Over the last several months I’ve noticed differences in people. It’s not as black and white as what I’m going to say next, but overall it sums up what I’ve observed. There are two types of people, post-pandemic:
There are people who thrived in 2020 and there are people who were merely surviving.
Want to know which group I’m part of? The latter.
The pandemic life that we were all shuffled into brought loneliness, betrayal, anxiety, loss and missed expectation in my own heart and day to day life. There were good things that happened – we moved back to Wisconsin, moved into a house that we’re still slowly making into a home, we had another healthy baby, met and have become friends with some of the best neighbors. I’m grateful, but I’m also no enemy to grief and hardship.
Within months, I lost friends – deep friendships that I thought would last a lifetime. We lost connection with new neighbors in an unfamiliar neighborhood. We weren’t given eye contact, waving was something of the past, and we could forget about play dates, lunch outings, making friends at the park, hosting dinner parties, flying to see family, taking a bite of food without anxiety rippling up (for the first time ever) about how many doorknobs we’ve touched in a days-span. Can you relate or am I literally the only one?
I cannot, seriously, be the only one.
To say that I was merely surviving the last 2 years is a stretch. And it didn’t even hit me, because this was, indeed, the “new normal,” until December of last year when we got sick. What we also didn’t know then, was that we would be cycling this sickness for 6 months to come. Very few people knew we were battling sickness the first half of this year, it was rounds and rounds of being bed-ridden, feeling too exhausted to nurse my new baby, staying up all night checking Liliana’s fever, and waking up more exhausted than I was going to bed the night before.
Maybe I’ll share more about the ins-and-outs of those 6 months, but for now, all I can muster up to say is that it was tough. It was a season (coming off an already long, isolated season) of confusion and loss. But being within the throes of the “new normal” I was blind to what was happening around me and numb to what I even felt about it.
Have I lost you, in the pit of despair I’m describing that I was being buried in myself? It wasn’t all doom and gloom, but if you look back at my journal you would’ve thought I was on my deathbed. Some days felt like it, with a newborn, a sick toddler, sick husband and a fever myself. If it sounds rough, it was. It felt like a cycling nightmare.

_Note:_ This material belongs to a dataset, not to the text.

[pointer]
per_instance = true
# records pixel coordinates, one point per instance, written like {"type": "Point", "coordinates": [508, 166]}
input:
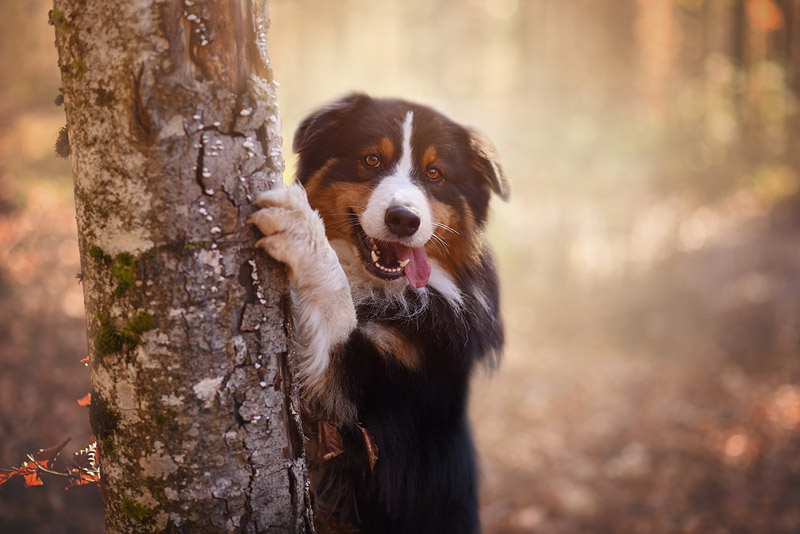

But let me tell you this. Within the pit of sickness, confusion, loss and despair in those 6 months (again, after 48 isolating months), there was light and peace and hope. I have a Light, THE Light, within me reminding me that I am not, and will never be, alone in my suffering. It reminded me during those dark months that there is still something, lotsa things, to be grateful for. Reminding me that with this specific Light, I lack nothing (Psalm 23:1). And with each new morning, came the reminder that I am still alive. Still breathing and able to serve and show up and give myself to my family and home and neighbors, even with the little bit of energy I had.
Are you, too, familiar with grief and loss, anxiety and loneliness? Depending on where you are in your journey, you might also know that grief and gratitude can, indeed, be held in the same hand.
Let me say that again. Gratitude and grief can live in the same home, in the same heart, all at the same time.
But with loneliness being at a record high, maybe you’re not there yet. You’re still sitting in the pit, feeling alone, desperate and searching (or about to give up). That’s okay, you’re still in good company.
Friend, there is hope. I’m on the breakthrough. And although I’m not totally broken free, I’m on my way, slowly breaking through the cold ground, hardened by a long, cold and desolate winter. And I want to bring you with me because I think it’s important to see someone move through something, not just be on the “other side.” And if you, too, are familiar with grief, there really is no “other side” – grief still exists, but joy is brought alongside it. And when they – grief and joy – are twisted together, they become one of the most powerful pairs known to man.
Grief, when locking hands with joy, is where empathy begins to root, it’s where connection is strengthened, it’s where we feel deeply & heal triuphantly.
This is the place I’m finding myself. Where roots are growing down and little by little, I’m spouting up, becoming unearthed. The brightness of the sunshine is poking through all the cracks and even the slightest feeling of warmth on my bare skin is giving me more hope. More energy and delight moving forward.
Do you know what group you would place yourself in – thriving or surviving? Either way, you’re in good company. There is at least one person in the trenches with you. Hi friend, I’m here. Let’s link arms. I’m here to listen. And if speaking is too much, I’m really good at hugs, or simply sitting with you in the yuck.
Be honest, which group are you part of?